A Canadian mountie waits outside the Senate before the Throne Speech in Ottawa.

A Canadian mountie waits outside the Senate before the Throne Speech in Ottawa.

REUTERS/Patrick Doyle

The Royal Canadian Mounted Police busted one of their own last week, arresting former officer William Majcher in Vancouver, where he was charged with violating the Security of Information Act — Canada’s official secrets law — by allegedly working for the Chinese government.

China hawks in both Canada and the United States have long been frustrated with Ottawa’s reluctance to respond to Chinese interference. Justin Trudeau’s government has been accused of doing too little to prevent agents of Beijing from exerting influence over, harassing, and even threatening members of the diaspora.

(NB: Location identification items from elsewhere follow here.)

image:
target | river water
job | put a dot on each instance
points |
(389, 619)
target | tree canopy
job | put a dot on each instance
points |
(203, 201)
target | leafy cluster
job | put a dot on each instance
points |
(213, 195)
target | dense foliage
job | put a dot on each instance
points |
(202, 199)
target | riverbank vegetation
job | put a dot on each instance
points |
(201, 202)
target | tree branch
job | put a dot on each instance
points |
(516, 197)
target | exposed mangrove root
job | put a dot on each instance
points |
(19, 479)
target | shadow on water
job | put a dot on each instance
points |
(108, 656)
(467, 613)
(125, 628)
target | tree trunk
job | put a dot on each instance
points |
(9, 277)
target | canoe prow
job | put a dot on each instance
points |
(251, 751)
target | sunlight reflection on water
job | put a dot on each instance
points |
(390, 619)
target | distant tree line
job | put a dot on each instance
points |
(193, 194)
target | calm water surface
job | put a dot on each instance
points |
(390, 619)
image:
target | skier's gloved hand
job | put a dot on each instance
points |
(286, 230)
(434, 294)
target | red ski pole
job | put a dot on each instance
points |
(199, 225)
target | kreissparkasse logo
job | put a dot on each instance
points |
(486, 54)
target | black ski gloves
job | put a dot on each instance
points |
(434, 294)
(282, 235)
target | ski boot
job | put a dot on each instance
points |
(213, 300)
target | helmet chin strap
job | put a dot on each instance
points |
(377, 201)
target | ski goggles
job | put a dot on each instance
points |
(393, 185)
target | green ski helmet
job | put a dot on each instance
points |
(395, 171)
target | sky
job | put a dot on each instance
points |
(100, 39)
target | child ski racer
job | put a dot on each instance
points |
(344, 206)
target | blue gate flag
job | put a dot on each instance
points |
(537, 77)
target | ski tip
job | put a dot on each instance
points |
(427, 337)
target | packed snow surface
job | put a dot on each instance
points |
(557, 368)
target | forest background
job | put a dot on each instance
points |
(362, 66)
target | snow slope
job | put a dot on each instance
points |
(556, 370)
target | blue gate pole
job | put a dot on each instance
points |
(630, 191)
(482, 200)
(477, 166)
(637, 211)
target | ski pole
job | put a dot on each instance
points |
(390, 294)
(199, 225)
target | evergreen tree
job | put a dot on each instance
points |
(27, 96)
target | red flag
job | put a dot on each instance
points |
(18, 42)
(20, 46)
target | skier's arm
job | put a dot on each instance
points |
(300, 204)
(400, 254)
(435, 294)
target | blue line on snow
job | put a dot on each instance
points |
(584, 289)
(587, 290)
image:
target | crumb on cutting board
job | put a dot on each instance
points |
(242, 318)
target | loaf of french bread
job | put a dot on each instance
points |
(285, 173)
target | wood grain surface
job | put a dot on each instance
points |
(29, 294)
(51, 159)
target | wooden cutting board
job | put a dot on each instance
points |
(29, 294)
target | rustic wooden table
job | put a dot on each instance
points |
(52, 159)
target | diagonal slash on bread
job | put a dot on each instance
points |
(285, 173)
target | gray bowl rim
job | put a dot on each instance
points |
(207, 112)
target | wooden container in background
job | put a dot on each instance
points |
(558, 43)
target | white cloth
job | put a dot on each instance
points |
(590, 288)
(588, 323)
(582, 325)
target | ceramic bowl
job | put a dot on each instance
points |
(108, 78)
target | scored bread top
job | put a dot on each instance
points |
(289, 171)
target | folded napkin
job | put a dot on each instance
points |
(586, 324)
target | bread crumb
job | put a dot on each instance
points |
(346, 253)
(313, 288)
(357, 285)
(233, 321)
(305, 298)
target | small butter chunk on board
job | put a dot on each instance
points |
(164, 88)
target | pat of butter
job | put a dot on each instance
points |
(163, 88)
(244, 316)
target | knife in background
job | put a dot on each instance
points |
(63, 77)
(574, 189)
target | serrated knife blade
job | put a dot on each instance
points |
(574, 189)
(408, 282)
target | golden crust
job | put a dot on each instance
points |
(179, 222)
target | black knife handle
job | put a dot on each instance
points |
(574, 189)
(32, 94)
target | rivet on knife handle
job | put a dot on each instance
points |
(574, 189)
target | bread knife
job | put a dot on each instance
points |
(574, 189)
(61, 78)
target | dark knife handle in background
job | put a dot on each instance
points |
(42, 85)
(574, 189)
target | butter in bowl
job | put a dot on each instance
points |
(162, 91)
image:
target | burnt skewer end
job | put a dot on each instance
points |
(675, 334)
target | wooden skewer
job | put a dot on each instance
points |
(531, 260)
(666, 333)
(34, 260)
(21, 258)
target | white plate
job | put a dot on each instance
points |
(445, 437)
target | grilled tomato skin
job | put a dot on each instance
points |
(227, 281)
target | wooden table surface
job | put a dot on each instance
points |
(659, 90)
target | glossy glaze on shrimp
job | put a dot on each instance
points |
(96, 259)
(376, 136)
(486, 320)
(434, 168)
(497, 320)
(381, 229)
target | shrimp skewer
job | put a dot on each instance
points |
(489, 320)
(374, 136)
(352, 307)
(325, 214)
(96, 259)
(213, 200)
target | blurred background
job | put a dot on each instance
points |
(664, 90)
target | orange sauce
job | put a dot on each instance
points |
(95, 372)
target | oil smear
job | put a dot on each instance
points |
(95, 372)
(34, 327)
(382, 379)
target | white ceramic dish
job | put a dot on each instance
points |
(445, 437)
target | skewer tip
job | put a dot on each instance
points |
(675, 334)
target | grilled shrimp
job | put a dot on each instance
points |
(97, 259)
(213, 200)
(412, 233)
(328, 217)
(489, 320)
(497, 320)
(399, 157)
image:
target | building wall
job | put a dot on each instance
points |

Court documents allege Majcher "used his knowledge and his extensive network of contacts in Canada to obtain intelligence or services to benefit the People's Republic of China," and "contributed to the Chinese government's efforts to identify and intimidate an individual outside the scope of Canadian law."

Majcher, who retired from the Mounties in 2007 after working undercover on money-laundering investigations, has been living in Hong Kong, running a corporate risk firm. In 2019, the Australian Broadcasting Corporation reported he was involved in Project Dragon, a Chinese government program aimed at recovering money illegally moved out of the country. Human rights activists say China uses white-collar crime investigations to target and intimidate critics overseas.

Unlike the US, Canada does not have a foreign agent registry, which makes it harder to investigate and prosecute those working on behalf of foreign governments. Trudeau has so far not called a public inquiry into the matter, but in the most recent federal budget, his government provided $49 million to the RCMP to “protect Canadians from harassment and intimidation” from foreign governments.